Ha ha, yes I'm joshing. I'm of Thai descent.


----------



## Leo

Toecutter said:


> Ha ha, yes I'm joshing. I'm of Thai descent.


Cool. My best friend is half Thai. His mom cooks the bomb Thai food. Still can't find Yam Neu that even comes close to hers.

Of course Pad Thai is always a favorite with some Thai Tea to wash that spiciness down.


----------



## Toecutter

Leo said:


> Cool. My best friend is half Thai. His mom cooks the bomb Thai food. Still can't find Yam Neu that even comes close to hers.
> 
> Of course Pad Thai is always a favorite with some Thai Tea to wash that spiciness down.

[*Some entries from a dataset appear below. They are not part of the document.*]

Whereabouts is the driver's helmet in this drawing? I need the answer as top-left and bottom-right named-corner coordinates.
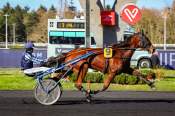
top-left (25, 42), bottom-right (34, 53)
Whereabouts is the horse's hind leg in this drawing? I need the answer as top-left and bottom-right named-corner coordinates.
top-left (73, 63), bottom-right (88, 94)
top-left (126, 68), bottom-right (155, 89)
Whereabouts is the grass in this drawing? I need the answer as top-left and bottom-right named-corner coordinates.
top-left (0, 68), bottom-right (175, 91)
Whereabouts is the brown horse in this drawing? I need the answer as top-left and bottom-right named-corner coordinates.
top-left (44, 33), bottom-right (154, 100)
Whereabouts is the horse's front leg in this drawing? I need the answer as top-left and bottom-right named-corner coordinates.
top-left (126, 68), bottom-right (155, 89)
top-left (90, 73), bottom-right (116, 94)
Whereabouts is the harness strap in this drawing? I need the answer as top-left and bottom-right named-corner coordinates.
top-left (103, 58), bottom-right (109, 73)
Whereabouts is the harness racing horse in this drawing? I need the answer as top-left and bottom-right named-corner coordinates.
top-left (44, 33), bottom-right (155, 100)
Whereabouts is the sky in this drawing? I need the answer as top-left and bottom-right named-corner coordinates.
top-left (0, 0), bottom-right (173, 10)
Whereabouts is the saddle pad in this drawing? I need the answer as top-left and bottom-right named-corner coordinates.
top-left (24, 67), bottom-right (50, 75)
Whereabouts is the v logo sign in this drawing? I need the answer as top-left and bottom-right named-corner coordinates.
top-left (124, 8), bottom-right (138, 22)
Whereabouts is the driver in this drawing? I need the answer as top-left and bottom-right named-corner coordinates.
top-left (21, 42), bottom-right (44, 70)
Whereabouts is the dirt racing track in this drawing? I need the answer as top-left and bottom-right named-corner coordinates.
top-left (0, 91), bottom-right (175, 116)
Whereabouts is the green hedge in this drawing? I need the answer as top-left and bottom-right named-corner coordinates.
top-left (69, 70), bottom-right (153, 85)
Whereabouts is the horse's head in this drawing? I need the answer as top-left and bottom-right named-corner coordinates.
top-left (131, 33), bottom-right (154, 53)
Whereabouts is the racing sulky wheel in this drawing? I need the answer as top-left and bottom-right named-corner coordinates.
top-left (34, 79), bottom-right (62, 105)
top-left (138, 58), bottom-right (152, 68)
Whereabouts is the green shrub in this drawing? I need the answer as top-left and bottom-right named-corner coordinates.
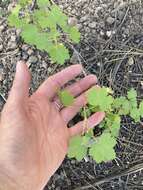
top-left (8, 0), bottom-right (80, 64)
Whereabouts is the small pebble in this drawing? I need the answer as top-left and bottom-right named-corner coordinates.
top-left (106, 17), bottom-right (115, 25)
top-left (0, 44), bottom-right (3, 52)
top-left (89, 22), bottom-right (96, 28)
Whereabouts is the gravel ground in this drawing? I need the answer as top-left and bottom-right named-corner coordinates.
top-left (0, 0), bottom-right (143, 190)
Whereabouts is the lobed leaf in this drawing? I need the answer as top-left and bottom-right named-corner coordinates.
top-left (58, 90), bottom-right (74, 107)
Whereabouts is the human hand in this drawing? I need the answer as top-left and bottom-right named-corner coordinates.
top-left (0, 62), bottom-right (104, 190)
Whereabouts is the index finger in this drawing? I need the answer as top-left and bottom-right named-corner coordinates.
top-left (37, 64), bottom-right (83, 99)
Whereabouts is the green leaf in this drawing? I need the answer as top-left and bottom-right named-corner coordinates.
top-left (113, 96), bottom-right (127, 109)
top-left (8, 14), bottom-right (27, 29)
top-left (119, 99), bottom-right (131, 115)
top-left (48, 44), bottom-right (70, 65)
top-left (8, 4), bottom-right (25, 28)
top-left (87, 87), bottom-right (113, 111)
top-left (89, 133), bottom-right (117, 163)
top-left (69, 26), bottom-right (81, 43)
top-left (139, 101), bottom-right (143, 117)
top-left (68, 136), bottom-right (87, 161)
top-left (21, 24), bottom-right (38, 45)
top-left (19, 0), bottom-right (32, 7)
top-left (127, 88), bottom-right (137, 100)
top-left (130, 108), bottom-right (140, 122)
top-left (37, 0), bottom-right (51, 7)
top-left (110, 115), bottom-right (121, 137)
top-left (81, 135), bottom-right (90, 146)
top-left (58, 90), bottom-right (74, 107)
top-left (47, 5), bottom-right (68, 27)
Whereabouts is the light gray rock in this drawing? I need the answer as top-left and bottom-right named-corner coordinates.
top-left (89, 22), bottom-right (96, 29)
top-left (106, 16), bottom-right (115, 25)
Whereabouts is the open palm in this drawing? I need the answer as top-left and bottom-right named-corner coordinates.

I know what I'll be having for dinner now, thanks.


----------



## FoShizzle

its funny when they call it asian-fit, cause technically, people from india are considered asian; and i have some indian friends with fairly large noses/bridges haha..


----------



## sook

I'm looking for goggles for my girlfriend who does have a flatter face. From what I've learned, the Dragon Asian Fit goggles only have extra padding around the nose to fill up the gap, but what about Oakleys? With the Oakleys, is it just extra padding or is the frame actually different? She tried on the Dragon Rogue Asian fits and they didn't feel right. I'd have her just go try on a pair of Oakleys, but none of our local shops carry them... damn racists  Can anyone help?


----------



## newbie2009

sook said:


> I'm looking for goggles for my girlfriend who does have a flatter face. From what I've learned, the Dragon Asian Fit goggles only have extra padding around the nose to fill up the gap, but what about Oakleys? With the Oakleys, is it just extra padding or is the frame actually different? She tried on the Dragon Rogue Asian fits and they didn't feel right. I'd have her just go try on a pair of Oakleys, but none of our local shops carry them... damn racists  Can anyone help?

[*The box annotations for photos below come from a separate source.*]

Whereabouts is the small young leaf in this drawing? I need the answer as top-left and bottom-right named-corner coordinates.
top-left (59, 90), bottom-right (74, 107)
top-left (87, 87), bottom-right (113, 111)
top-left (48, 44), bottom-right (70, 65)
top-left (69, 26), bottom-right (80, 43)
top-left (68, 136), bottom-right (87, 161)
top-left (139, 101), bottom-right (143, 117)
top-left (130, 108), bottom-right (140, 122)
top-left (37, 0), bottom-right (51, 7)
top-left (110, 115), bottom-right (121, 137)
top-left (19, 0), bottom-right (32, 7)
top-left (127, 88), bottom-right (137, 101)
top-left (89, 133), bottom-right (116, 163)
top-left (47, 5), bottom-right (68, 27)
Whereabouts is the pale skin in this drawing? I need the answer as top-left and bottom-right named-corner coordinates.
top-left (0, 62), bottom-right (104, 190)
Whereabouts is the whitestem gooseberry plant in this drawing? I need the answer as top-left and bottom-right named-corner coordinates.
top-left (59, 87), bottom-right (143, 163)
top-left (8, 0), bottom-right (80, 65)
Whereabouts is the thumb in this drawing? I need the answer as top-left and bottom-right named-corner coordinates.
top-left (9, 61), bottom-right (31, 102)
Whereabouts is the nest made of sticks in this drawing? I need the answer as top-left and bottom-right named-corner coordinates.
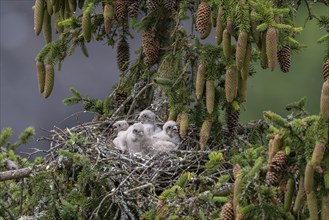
top-left (37, 119), bottom-right (223, 219)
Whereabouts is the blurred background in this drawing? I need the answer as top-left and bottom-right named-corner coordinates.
top-left (0, 0), bottom-right (329, 155)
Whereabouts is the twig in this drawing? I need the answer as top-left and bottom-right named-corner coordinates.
top-left (0, 165), bottom-right (46, 182)
top-left (127, 82), bottom-right (154, 116)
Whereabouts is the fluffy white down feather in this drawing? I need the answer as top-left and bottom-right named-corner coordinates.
top-left (152, 121), bottom-right (181, 145)
top-left (113, 120), bottom-right (129, 151)
top-left (113, 120), bottom-right (129, 137)
top-left (138, 110), bottom-right (161, 137)
top-left (126, 123), bottom-right (147, 153)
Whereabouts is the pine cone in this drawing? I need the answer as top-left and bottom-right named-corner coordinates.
top-left (36, 60), bottom-right (46, 93)
top-left (103, 3), bottom-right (114, 34)
top-left (233, 163), bottom-right (241, 179)
top-left (222, 29), bottom-right (232, 60)
top-left (220, 202), bottom-right (234, 220)
top-left (117, 38), bottom-right (130, 74)
top-left (128, 0), bottom-right (139, 18)
top-left (266, 27), bottom-right (278, 71)
top-left (115, 0), bottom-right (127, 22)
top-left (322, 59), bottom-right (329, 81)
top-left (226, 105), bottom-right (240, 139)
top-left (206, 80), bottom-right (215, 114)
top-left (195, 63), bottom-right (206, 100)
top-left (200, 119), bottom-right (212, 150)
top-left (82, 12), bottom-right (91, 42)
top-left (178, 111), bottom-right (189, 138)
top-left (115, 91), bottom-right (128, 108)
top-left (44, 64), bottom-right (55, 99)
top-left (195, 2), bottom-right (210, 35)
top-left (34, 0), bottom-right (45, 35)
top-left (278, 44), bottom-right (290, 73)
top-left (142, 31), bottom-right (160, 66)
top-left (266, 171), bottom-right (278, 185)
top-left (266, 150), bottom-right (287, 185)
top-left (145, 0), bottom-right (159, 13)
top-left (270, 150), bottom-right (287, 171)
top-left (225, 65), bottom-right (239, 102)
top-left (163, 0), bottom-right (177, 12)
top-left (235, 31), bottom-right (248, 71)
top-left (320, 79), bottom-right (329, 122)
top-left (42, 7), bottom-right (52, 44)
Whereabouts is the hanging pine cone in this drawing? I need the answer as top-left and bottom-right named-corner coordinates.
top-left (195, 2), bottom-right (211, 35)
top-left (103, 3), bottom-right (114, 34)
top-left (226, 106), bottom-right (240, 138)
top-left (270, 150), bottom-right (287, 171)
top-left (128, 0), bottom-right (139, 18)
top-left (115, 0), bottom-right (127, 22)
top-left (163, 0), bottom-right (177, 12)
top-left (266, 171), bottom-right (278, 185)
top-left (322, 59), bottom-right (329, 81)
top-left (278, 44), bottom-right (291, 73)
top-left (220, 202), bottom-right (234, 220)
top-left (117, 38), bottom-right (130, 74)
top-left (115, 90), bottom-right (128, 109)
top-left (233, 163), bottom-right (241, 180)
top-left (266, 150), bottom-right (287, 185)
top-left (145, 0), bottom-right (159, 13)
top-left (142, 30), bottom-right (160, 66)
top-left (266, 27), bottom-right (278, 71)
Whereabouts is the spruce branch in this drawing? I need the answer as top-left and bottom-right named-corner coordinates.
top-left (0, 165), bottom-right (46, 182)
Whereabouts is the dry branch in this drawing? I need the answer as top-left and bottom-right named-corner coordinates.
top-left (0, 165), bottom-right (45, 182)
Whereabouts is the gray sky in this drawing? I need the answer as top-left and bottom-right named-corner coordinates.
top-left (0, 0), bottom-right (123, 155)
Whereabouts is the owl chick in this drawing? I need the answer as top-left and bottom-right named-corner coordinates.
top-left (152, 121), bottom-right (180, 145)
top-left (138, 110), bottom-right (161, 136)
top-left (125, 123), bottom-right (148, 153)
top-left (113, 120), bottom-right (129, 151)
top-left (113, 120), bottom-right (129, 137)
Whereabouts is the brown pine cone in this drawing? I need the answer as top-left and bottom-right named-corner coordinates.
top-left (266, 27), bottom-right (278, 71)
top-left (226, 104), bottom-right (240, 139)
top-left (142, 30), bottom-right (160, 66)
top-left (163, 0), bottom-right (177, 12)
top-left (195, 2), bottom-right (211, 35)
top-left (128, 0), bottom-right (139, 18)
top-left (117, 38), bottom-right (130, 74)
top-left (322, 59), bottom-right (329, 81)
top-left (266, 150), bottom-right (288, 185)
top-left (220, 202), bottom-right (234, 220)
top-left (145, 0), bottom-right (159, 13)
top-left (266, 171), bottom-right (278, 185)
top-left (278, 44), bottom-right (290, 73)
top-left (115, 0), bottom-right (127, 22)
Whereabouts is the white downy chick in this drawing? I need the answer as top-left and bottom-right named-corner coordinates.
top-left (138, 110), bottom-right (161, 136)
top-left (126, 123), bottom-right (147, 153)
top-left (113, 120), bottom-right (129, 151)
top-left (113, 120), bottom-right (129, 137)
top-left (152, 120), bottom-right (181, 145)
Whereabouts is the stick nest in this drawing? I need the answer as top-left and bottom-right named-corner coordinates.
top-left (39, 122), bottom-right (220, 219)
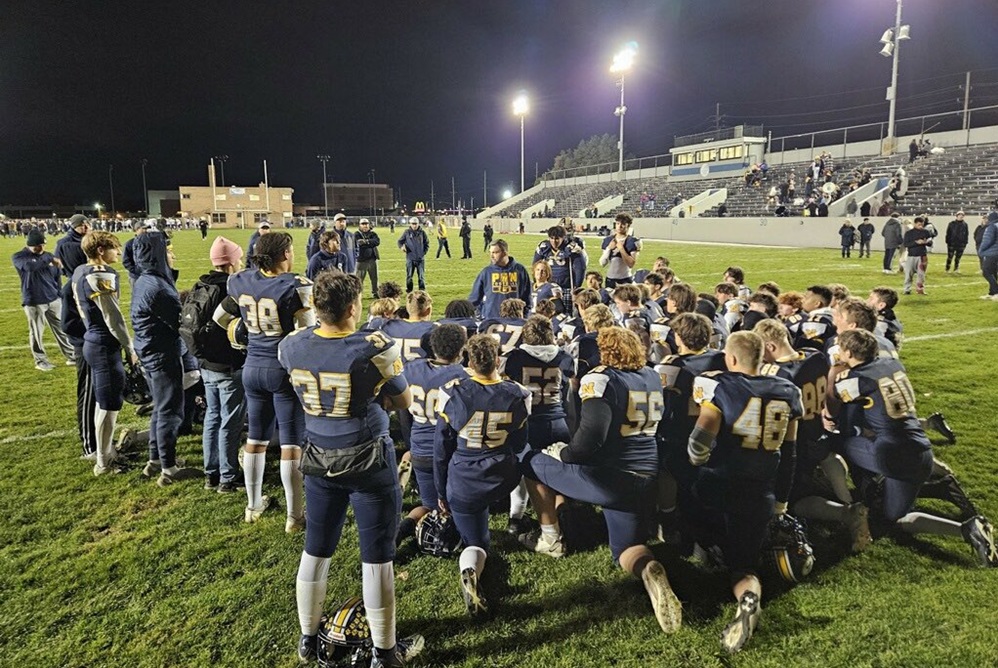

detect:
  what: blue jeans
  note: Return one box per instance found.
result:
[139,353,184,468]
[201,369,246,482]
[405,255,426,292]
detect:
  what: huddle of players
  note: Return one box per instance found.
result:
[380,267,998,651]
[66,222,998,665]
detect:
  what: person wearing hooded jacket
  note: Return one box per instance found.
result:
[131,231,198,487]
[468,239,531,320]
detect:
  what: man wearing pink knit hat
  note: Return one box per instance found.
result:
[180,237,246,494]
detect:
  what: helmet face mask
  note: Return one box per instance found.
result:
[317,596,373,668]
[416,510,464,557]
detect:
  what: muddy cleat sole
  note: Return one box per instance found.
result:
[641,561,683,633]
[960,515,998,568]
[461,568,489,618]
[849,503,873,553]
[721,591,761,654]
[243,496,270,524]
[518,531,565,559]
[925,413,956,445]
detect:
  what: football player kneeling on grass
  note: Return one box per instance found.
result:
[688,332,804,652]
[433,334,530,617]
[823,329,998,567]
[520,327,682,633]
[278,272,424,667]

Sorry to tell you bro but Oakley's Asian Fit are the same. They just have more padding around the nose.


----------



## Guest

sook said:


> I'm looking for goggles for my girlfriend who does have a flatter face. From what I've learned, the Dragon Asian Fit goggles only have extra padding around the nose to fill up the gap, but what about Oakleys? With the Oakleys, is it just extra padding or is the frame actually different? She tried on the Dragon Rogue Asian fits and they didn't feel right. I'd have her just go try on a pair of Oakleys, but none of our local shops carry them... damn racists  Can anyone help?

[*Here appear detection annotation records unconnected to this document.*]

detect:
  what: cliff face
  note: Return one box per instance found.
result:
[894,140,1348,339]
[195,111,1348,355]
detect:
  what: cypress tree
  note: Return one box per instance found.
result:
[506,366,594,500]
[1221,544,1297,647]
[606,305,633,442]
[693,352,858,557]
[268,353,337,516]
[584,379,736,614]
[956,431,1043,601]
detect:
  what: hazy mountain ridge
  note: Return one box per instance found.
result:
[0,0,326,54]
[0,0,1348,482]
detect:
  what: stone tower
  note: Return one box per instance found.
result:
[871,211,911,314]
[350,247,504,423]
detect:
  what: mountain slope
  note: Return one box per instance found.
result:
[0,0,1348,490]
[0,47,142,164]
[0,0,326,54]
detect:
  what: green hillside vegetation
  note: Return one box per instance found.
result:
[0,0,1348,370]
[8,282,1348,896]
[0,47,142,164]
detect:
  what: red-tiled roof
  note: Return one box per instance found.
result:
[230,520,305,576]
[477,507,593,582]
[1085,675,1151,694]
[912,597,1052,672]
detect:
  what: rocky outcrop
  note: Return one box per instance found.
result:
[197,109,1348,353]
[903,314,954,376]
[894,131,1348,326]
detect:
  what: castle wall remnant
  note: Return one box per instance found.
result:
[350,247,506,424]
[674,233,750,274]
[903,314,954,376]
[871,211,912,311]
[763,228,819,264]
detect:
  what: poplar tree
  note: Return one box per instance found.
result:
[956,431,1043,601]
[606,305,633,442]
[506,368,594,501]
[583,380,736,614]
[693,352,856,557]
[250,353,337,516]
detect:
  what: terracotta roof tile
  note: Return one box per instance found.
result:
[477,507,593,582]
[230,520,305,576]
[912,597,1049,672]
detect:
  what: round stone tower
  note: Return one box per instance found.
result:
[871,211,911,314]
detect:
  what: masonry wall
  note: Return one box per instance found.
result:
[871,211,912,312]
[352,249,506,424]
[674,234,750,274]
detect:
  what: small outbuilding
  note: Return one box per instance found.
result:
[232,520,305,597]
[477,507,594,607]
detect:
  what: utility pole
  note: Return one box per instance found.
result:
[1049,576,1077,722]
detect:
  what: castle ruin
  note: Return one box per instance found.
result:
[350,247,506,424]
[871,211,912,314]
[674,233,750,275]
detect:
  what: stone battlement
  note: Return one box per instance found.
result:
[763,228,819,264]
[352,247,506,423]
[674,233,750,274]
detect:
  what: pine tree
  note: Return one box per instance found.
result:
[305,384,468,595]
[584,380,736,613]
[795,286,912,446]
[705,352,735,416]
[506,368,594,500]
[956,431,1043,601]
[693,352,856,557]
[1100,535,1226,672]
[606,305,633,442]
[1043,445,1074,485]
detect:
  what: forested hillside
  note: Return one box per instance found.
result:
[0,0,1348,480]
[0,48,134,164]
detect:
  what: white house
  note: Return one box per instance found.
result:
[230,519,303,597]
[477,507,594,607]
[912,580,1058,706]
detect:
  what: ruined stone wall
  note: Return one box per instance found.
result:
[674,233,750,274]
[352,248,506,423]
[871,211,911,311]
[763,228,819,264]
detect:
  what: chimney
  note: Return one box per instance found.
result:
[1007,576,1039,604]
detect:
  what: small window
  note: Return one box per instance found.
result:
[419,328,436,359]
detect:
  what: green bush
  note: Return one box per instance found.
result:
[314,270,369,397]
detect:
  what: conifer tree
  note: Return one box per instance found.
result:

I just ordered a pair of Asian Fit Stockholms for myself. I'll let you know how they work out once they get here(early next week). None of my local stores carry anything in the Asian Fit(not even the Oakley store!) but at least they have a good return policy if they don't work out. 

Honestly, Oakley could do what Louis Vuitton does by having a "Western Fit" or "Eastern Fit." Eastern seems less in your face than "Asian" but would clearly still apply to those with a flatter face and a weak nose bridge(like myself).


----------



## yusoweird

Asian fit is the perfect name. I have yet met a person that finds it offensive. It is a *FACT *that majority of the asians have flat face. So it is definitely a good name. If you are asian and don't have a flat face, good for you and you are probably not offended by it anyway. But for those who are asian and have a flat face, it is a PRIVILAGE to have Oakley to acknowledge the problem that asians have with the goggles... I am glad that Oakley have this line!!!

People, stop paying so much attention on how things are named... It is just a name! If you know what it means, then accept it and move on...

Anyways, how does Dragon indicate that those goggles are AF?


----------



## Magnum626

^Thing is I always thought the asian fit was referring to the bridge of the nose. Not necessarily a 'flat face'. My nose bridge is flatter but not my face and my head is round and wide...lol

According to Oakley's site:
*Asian Fit*

Getting the right fit is essential for comfort, protection, and even optical performance. You may have heard industry terms like “European Fit” and “Asian Fit”. If sunglasses tend to sit too low on your face or slide down your nose, touch at your temples or cheeks, or feel narrow at the sides of your head, try our Asian Fit. The tabs below show all the technology we put into making these frames fit with perfection.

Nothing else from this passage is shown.